The old service is 40 amps? If that is all that is going in there than you can used a dp 40 breaker and use one side and you will not need a main breaker kit. If they are going to upgrade then once you get over 6 breakers then a main breaker kit is necessary. Personally I would put it in now.


----------



## Dennis Alwon (May 9, 2009)

BTW, the services are pretty much the same for residence and commercial. The only difference is the service conductor allowances for resi work


----------



## Bootss (Dec 30, 2011)

how much is the breaker and kit?


----------



## waterdog (May 13, 2008)

Dennis Alwon said:


> The old service is 40 amps? If that is all that is going in there than you can used a dp 40 breaker and use one side and you will not need a main breaker kit. If they are going to upgrade then once you get over 6 breakers then a main breaker kit is necessary. Personally I would put it in now.



The house is over 80 years old and currently unoccupied. There 4 circuits feeding the house. He pulled a permit to upgrade to a 200 amp service, city required no drawings.


----------



## gnuuser (Jan 13, 2013)

with wiring that old it may not be sufficient for a 200 amp service
an insulation test is in order here 
or a complete rewire to bring everything up to code.


----------



## Jlarson (Jun 28, 2009)

That model all in one should come with a 200 amp main.


----------



## retiredsparktech (Mar 8, 2011)

waterdog said:


> I am a commercial electrician, I typically don't mess with residential work except for some family and some friends.
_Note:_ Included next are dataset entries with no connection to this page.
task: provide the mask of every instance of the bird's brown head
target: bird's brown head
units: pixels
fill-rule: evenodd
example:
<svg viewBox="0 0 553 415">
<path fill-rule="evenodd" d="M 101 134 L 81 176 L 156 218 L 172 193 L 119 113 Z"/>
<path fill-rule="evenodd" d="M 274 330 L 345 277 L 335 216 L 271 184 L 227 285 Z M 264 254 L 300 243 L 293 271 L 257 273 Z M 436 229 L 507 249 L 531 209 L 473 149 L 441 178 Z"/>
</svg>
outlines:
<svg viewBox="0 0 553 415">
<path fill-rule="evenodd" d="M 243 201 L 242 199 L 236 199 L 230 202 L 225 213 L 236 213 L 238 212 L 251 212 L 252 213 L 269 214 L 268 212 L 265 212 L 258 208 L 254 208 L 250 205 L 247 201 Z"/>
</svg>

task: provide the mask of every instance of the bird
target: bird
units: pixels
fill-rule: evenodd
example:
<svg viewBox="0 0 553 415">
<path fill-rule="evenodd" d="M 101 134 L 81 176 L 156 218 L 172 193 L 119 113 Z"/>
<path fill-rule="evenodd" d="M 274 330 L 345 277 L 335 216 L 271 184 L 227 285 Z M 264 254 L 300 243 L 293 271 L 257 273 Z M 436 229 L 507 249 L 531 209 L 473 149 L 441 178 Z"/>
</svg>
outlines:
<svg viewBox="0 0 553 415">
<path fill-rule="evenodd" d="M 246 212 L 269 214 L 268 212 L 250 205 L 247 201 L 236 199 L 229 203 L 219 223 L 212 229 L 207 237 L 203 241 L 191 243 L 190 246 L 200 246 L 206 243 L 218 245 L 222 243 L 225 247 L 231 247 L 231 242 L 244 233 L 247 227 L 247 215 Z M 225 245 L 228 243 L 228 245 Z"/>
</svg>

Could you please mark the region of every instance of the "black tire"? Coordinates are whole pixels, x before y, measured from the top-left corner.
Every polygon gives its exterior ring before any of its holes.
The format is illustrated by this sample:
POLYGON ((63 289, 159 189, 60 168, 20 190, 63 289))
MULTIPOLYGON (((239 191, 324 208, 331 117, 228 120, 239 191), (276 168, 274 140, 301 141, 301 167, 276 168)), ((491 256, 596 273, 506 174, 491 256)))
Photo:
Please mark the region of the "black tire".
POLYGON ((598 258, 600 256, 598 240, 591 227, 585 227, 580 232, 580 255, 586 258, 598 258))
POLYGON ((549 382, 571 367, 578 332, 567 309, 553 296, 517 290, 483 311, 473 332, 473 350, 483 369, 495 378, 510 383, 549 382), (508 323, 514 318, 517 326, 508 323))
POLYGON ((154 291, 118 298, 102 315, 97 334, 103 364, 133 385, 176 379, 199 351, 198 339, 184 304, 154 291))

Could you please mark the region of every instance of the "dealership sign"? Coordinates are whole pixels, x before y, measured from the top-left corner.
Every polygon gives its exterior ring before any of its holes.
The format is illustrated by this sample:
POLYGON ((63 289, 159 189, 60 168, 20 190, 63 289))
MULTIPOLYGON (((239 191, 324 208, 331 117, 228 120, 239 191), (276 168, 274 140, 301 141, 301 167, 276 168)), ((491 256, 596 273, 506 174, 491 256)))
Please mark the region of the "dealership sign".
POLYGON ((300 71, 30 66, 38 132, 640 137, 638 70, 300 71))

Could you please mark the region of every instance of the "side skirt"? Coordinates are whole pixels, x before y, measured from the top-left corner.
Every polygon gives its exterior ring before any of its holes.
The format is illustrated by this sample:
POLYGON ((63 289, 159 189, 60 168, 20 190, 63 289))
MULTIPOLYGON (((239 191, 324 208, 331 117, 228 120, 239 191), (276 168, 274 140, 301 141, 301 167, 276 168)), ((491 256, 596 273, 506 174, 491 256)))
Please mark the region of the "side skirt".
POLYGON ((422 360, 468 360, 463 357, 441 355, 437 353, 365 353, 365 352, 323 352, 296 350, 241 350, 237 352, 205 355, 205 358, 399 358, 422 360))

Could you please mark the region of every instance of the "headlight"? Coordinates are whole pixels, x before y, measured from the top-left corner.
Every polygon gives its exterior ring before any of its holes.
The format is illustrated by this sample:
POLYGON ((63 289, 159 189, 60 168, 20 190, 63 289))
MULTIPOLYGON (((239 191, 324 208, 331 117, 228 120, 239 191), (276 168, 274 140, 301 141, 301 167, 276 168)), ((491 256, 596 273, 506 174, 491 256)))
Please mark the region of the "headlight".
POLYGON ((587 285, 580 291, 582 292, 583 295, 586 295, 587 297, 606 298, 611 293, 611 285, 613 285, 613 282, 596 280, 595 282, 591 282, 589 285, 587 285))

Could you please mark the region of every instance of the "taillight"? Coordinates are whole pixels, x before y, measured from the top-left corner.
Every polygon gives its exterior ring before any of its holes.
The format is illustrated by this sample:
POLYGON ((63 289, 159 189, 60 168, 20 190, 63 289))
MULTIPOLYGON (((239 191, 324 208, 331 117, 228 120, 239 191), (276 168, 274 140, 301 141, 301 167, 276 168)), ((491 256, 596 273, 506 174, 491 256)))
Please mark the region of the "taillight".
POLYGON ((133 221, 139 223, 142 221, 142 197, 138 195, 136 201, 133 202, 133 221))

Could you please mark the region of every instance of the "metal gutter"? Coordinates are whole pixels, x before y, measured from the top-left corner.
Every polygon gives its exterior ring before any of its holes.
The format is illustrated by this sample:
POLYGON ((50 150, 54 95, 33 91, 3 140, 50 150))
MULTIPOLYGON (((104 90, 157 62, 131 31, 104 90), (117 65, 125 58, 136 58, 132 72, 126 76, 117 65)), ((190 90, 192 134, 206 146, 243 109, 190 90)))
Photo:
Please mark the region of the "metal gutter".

A buddy is looking to upgrade his momma's old house. It currently has a 120volt 40 amp screw in fuse disco switch. Do to clearance issues with gas meter I am looking to install the service panel I have linked to. This panel as indicated is CSED, it does not have the 200 amp main breaker in the kit. Do I have to buy a separate kit to bolt the main breaker on the bussing or do I simply install a 200 amp breaker on a space. I am not finding any 200 amp breaker that will snap into a space.
> 
> http://www.homedepot.com/p/Square-D...RCH=RV-_-RV_nav_plp_rr-2-_-NA-_-100160711-_-N
> 
> ...


There is no 40 amp, 120 volt, two wire service. There was no 40 amp, plug fuses. What you're referring to, is a 30 amp, two wire service.
I personally, wouldn't install a 200 amp, 120, 240 volt service. A 100 amp panel, would be enough, unless the local code requires a 200 amp minimum service.


----------



## waterdog (May 13, 2008)

Jlarson said:


> That model all in one should come with a 200 amp main.


Yup, figured it out.


----------



## waterdog (May 13, 2008)

retiredsparktech said:


> There is no 40 amp, 120 volt, two wire service. There was no 40 amp, plug fuses. What you're referring to, is a 30 amp, two wire service.
> I personally, wouldn't install a 200 amp, 120, 240 volt service. A 100 amp panel, would be enough, unless the local code requires a 200 amp minimum service.


 
Like I said, I don't mess with residential much

The house will be renovated, there is an additional building on the property that will become a work shop.


----------